While I was there, one thing totally captivated my attention, beside the huge 15x10 foot wall length portraits of Keya and Sujit on the second floor of Masi's house. As far as I could tell, Candy Crush had swept up the entire male population of the village. Everywhere I went, men were playing. Every house had the same scene: all males head down, sometimes sitting in corners out of semi-shame, working their thumbs nimbly over their sleek touch screens.

Masa told me he himself plays five hours a day. Five hours a day! Candy Crush when you wake up in the morning. Candy Crush while waiting for lunch. Candy Crush while relaxing after lunch on the porch. When your wife yells at you to get off of the phone, pull out your tab and Candy Crush on there. That's really crushing it. Masa has become an expert player. Conversations in all male huddles, which tend to form throughout the day in gaam life, never concluded without chit-chat about what level someone reached or what quest was completed or little quirks and ways to cheat the game. Dhruv taught me a bit and I found the game interesting and pretty challenging. But nothing I would play for hours every day.

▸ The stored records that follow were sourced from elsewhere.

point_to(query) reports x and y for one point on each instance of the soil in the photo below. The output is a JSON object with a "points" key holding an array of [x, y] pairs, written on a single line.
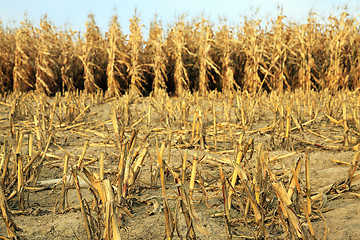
{"points": [[340, 211]]}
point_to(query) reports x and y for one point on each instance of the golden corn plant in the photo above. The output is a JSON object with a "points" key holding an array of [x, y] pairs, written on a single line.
{"points": [[157, 57], [117, 59], [93, 57], [204, 60], [177, 46], [227, 46], [135, 45], [71, 66], [24, 68], [46, 63], [7, 61]]}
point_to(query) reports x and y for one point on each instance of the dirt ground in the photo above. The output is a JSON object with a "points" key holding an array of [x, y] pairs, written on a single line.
{"points": [[329, 161]]}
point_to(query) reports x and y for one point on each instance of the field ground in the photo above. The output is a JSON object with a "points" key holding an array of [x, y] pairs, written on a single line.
{"points": [[262, 135]]}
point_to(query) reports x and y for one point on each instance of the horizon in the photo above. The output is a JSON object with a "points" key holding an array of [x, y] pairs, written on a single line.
{"points": [[65, 18]]}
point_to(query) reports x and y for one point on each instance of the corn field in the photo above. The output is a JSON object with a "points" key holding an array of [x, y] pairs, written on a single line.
{"points": [[261, 141], [188, 56]]}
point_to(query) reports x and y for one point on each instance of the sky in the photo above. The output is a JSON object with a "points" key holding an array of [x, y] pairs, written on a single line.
{"points": [[73, 13]]}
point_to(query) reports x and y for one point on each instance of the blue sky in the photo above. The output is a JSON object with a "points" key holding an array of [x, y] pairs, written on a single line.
{"points": [[74, 13]]}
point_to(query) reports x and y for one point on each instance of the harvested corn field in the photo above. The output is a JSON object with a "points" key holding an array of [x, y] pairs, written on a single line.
{"points": [[277, 165], [197, 132]]}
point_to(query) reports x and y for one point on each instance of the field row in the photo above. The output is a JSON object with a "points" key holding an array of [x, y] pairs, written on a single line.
{"points": [[189, 55]]}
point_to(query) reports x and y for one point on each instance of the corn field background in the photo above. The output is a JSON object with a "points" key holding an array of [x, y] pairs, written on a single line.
{"points": [[195, 131], [188, 55]]}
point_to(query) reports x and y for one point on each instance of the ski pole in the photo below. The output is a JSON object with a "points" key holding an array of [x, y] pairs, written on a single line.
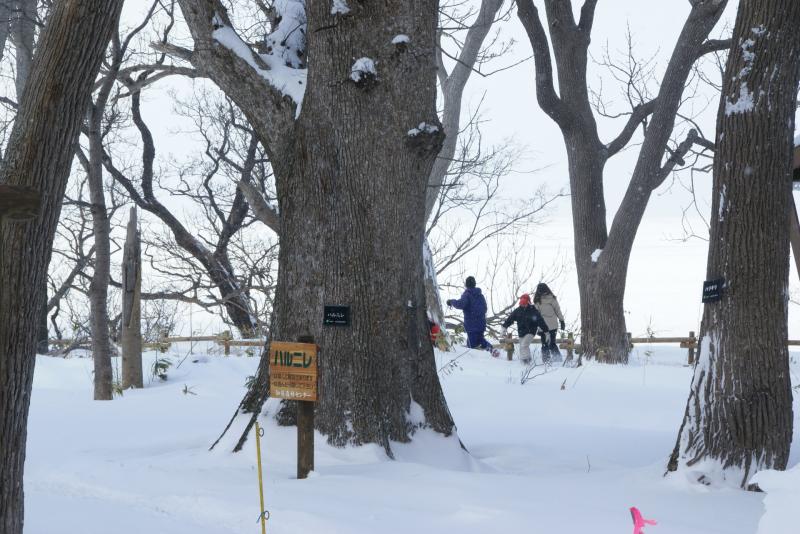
{"points": [[264, 515]]}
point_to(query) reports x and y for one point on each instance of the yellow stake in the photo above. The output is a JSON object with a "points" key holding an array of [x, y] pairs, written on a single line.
{"points": [[260, 481]]}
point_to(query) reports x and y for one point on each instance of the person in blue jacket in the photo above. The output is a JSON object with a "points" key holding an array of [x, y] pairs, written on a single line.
{"points": [[474, 305]]}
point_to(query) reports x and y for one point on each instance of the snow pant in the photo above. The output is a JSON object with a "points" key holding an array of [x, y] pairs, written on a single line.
{"points": [[525, 347], [475, 340], [549, 347]]}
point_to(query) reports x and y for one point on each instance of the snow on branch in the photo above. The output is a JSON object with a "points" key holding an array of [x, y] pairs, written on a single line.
{"points": [[281, 64]]}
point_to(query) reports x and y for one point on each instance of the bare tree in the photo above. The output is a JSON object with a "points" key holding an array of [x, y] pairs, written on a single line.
{"points": [[226, 214], [601, 255], [739, 414], [39, 154]]}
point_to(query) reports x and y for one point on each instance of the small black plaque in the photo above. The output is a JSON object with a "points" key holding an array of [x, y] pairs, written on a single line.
{"points": [[336, 316], [712, 290]]}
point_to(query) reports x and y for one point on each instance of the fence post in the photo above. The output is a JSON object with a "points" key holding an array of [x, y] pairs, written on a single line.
{"points": [[570, 345], [225, 339], [305, 429]]}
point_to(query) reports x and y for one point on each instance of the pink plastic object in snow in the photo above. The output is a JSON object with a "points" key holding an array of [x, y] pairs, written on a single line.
{"points": [[640, 522]]}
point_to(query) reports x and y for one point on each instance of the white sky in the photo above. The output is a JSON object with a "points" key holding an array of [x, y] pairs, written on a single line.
{"points": [[665, 275]]}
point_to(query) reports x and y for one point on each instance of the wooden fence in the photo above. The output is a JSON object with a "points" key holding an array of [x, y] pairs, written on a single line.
{"points": [[568, 343], [164, 343]]}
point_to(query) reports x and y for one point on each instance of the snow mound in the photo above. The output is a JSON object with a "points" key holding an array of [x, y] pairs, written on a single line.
{"points": [[783, 494]]}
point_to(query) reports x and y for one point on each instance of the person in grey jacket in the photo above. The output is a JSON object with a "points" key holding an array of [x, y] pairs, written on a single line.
{"points": [[548, 307], [529, 321]]}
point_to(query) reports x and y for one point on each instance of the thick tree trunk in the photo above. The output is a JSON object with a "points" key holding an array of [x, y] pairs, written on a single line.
{"points": [[351, 177], [602, 282], [23, 33], [39, 154], [5, 25], [132, 307], [343, 243], [739, 414]]}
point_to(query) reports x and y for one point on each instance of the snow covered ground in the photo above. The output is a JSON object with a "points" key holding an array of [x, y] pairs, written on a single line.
{"points": [[541, 458]]}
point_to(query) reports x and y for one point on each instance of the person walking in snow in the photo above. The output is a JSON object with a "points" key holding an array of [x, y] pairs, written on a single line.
{"points": [[473, 304], [548, 307], [528, 322]]}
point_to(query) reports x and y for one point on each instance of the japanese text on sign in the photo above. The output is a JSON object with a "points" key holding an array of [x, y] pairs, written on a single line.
{"points": [[293, 371]]}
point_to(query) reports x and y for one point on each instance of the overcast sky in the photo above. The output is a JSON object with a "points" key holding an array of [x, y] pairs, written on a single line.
{"points": [[665, 274]]}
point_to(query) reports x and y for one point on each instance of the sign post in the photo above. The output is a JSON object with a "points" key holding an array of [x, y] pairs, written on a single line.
{"points": [[293, 376]]}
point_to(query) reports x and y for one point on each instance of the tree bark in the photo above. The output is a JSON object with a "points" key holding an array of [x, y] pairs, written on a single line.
{"points": [[132, 307], [98, 288], [739, 413], [341, 242], [601, 256], [39, 154], [5, 25], [23, 33]]}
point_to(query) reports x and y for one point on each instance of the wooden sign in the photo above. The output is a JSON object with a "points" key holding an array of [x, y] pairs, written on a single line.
{"points": [[712, 290], [293, 371], [336, 316]]}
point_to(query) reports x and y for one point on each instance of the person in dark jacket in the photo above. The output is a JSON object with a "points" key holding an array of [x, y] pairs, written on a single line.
{"points": [[548, 307], [529, 321], [474, 305]]}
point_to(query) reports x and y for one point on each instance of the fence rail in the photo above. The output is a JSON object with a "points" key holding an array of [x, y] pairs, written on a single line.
{"points": [[567, 343], [164, 343]]}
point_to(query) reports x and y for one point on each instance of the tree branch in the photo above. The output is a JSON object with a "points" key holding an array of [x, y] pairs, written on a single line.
{"points": [[640, 113], [546, 95]]}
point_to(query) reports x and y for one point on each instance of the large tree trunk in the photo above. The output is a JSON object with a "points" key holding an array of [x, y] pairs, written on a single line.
{"points": [[351, 178], [39, 154], [602, 282], [23, 33], [739, 414], [360, 190], [131, 323], [5, 25]]}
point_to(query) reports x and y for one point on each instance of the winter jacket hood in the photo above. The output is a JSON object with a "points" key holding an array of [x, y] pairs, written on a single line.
{"points": [[550, 310], [474, 305], [528, 320]]}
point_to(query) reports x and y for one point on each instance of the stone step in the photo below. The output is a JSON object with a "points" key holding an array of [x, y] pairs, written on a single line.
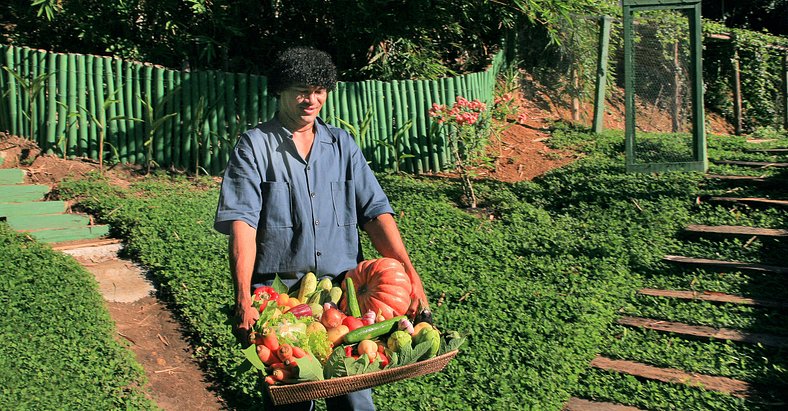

I thrilled at how this game had penetrated this random Indian village and taken it by storm, so far away by distances of space time and context from where it originated. What would happen if the Candy Crush Braintrust, what I imagine as a cadre of 20-something hipster-types in a posh industrial area in SF plotting the next move for their game to conquer the world, visited Bithli?

1 comment:

  1. Great story! But I would extend your final question: What would happen if the Candy Crush Braintrust, what I imagine as a cadre of 20-something hipster-types in a posh industrial area in SF plotting the next move for their game to conquer the world, visited Bithli... and actually built something useful with their skills? If gamification can enthrall random villages, perhaps they're on to something about human behavior that can translate into productive or meaningful activity.